The white poppy is often portrayed as a newfangled pacifist alternative to the traditional red poppy, yet its origins almost stretch back as far as the senior one. Its birth reflected the strong anti-war sentiment of the 30s, when the prospect of being dragged into global conflict again was vehemently opposed by a generation still getting over WWI. The Co-operative Women’s Guild introduced the white poppy in 1933, viewed as a way of remembering the dead without creating the climate for more; even then, some regarded the red poppy as possessing an inherent glorification of military valour, employed as it was by politicians seen as dangerously warmongering, such as Churchill. Critics of the white poppy at the time of its introduction associated it with, at best, lily-livered appeasement and, at worst, the British Union of Fascists. Its divisive symbolism hasn’t really changed much in 80 years, with Mrs Thatcher famously dismissing the white poppy in the 1980s.

Recent military adventures with less black-and-white clarity than the Second World War have seen veterans of previous conflicts claim the poppy is all-too frequently used as a political tool of virtual emotional blackmail, pressurising people into wearing them even if they disagree with British interventions in the likes of Iraq and Afghanistan. This opinion was supported by the last survivor of the First World War, Harry Patch, whose quote ‘War is Organised Murder’, was emblazoned on the outfits worn by these veterans when they laid a wreath of white poppies at the Cenotaph in 2010.

In Northern Ireland, the poppy has an especially incendiary image; worn with pride by Unionists and regarded by Nationalists as glorifying an army they have always viewed as oppressors, the sectarian controversy has even stretched to the sports arena in Scotland, when Celtic (Glasgow’s traditional Catholic giant) took to the field for a match in 2010 with poppies on their shirts. It has even crossed the border with players plying their trade in England. West Bromwich Albion’s James McClean is a Catholic Ulsterman, and his refusal to wear a poppy on his shirt around the time of Remembrance Sunday emanates from his roots in Derry, scene of Bloody Sunday. The online abuse he, and Channel 4 News anchorman Jon Snow, have received for not wearing a poppy in the run-up to November 11 reflects the continuing arguments over choice when it comes to the poppy.

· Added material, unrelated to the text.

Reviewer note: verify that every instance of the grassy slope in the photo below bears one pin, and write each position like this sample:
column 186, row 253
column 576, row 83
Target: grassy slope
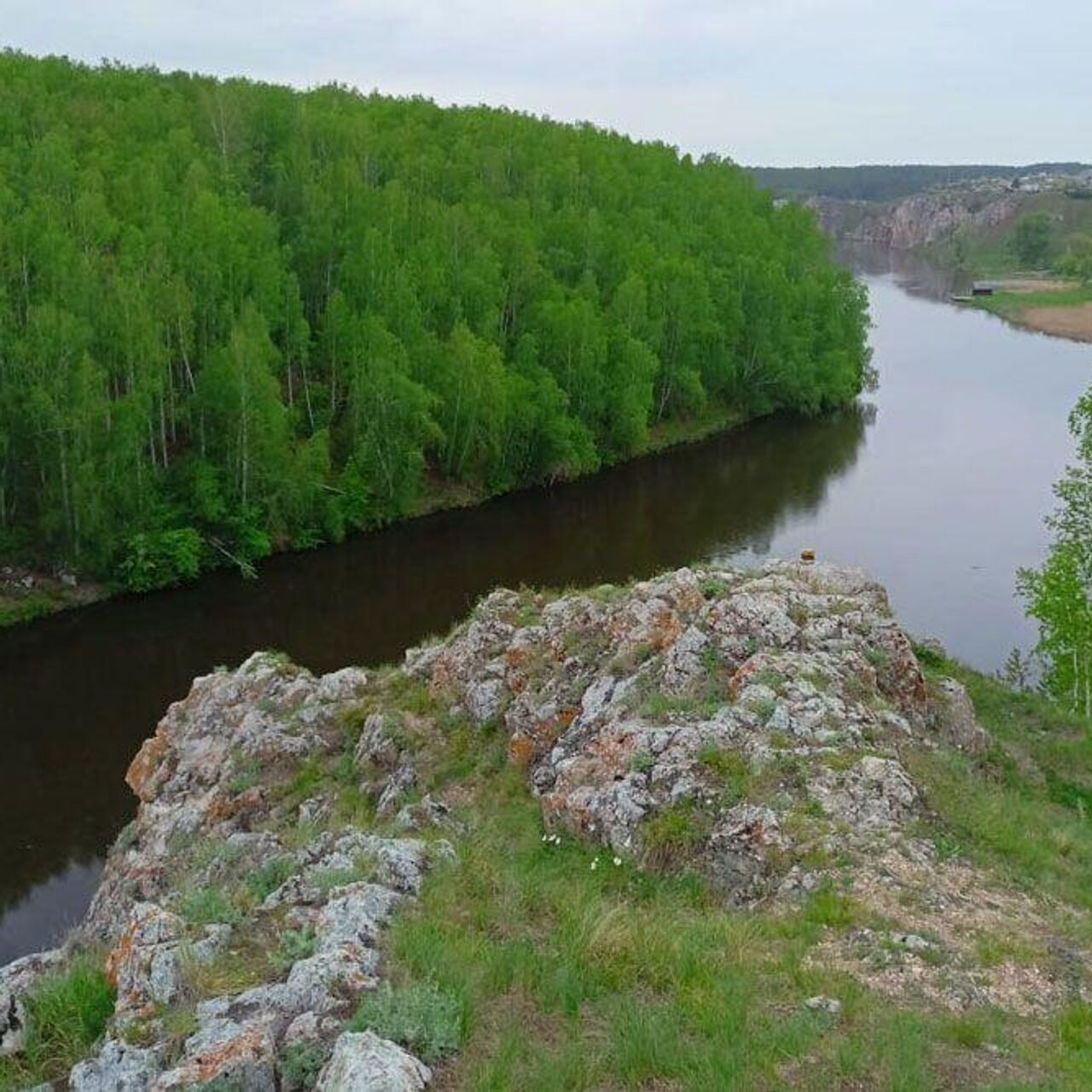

The so-called ‘poppy garden’ surrounding the Tower of London in 2014 was a powerful visual statement on war during the centenary of World War I, yet was utilised as convenient propaganda by David Cameron’s Government at a moment when the Coalition were quietly cutting funding for the Imperial War Museum. Again, any criticisms were cannily shouted down as politicians exploited the response of the public to the display, which seemed a little too close for comfort to the floral excess outside Kensington Gardens following Diana’s death to me. This year, the decision of FIFA to ban the England and Scotland teams wearing poppies on their shirts for the upcoming World Cup qualifier has provoked the kind of outrage from the usual suspects, but it really should be down to the individual if they choose to remember the fallen that way, not a corrupt governing body hardly in a position to lay down the law, nor, it has to be said, a tabloid newspaper.

I personally haven’t worn a poppy since I was a child, but does that make me an Enemy of the People (as the Daily Mail would say)? I don’t think so. Wearing a poppy is optional, not compulsory. If the public have to be told how they have to remember the dead, they’re deserving of the emotional manipulation they receive.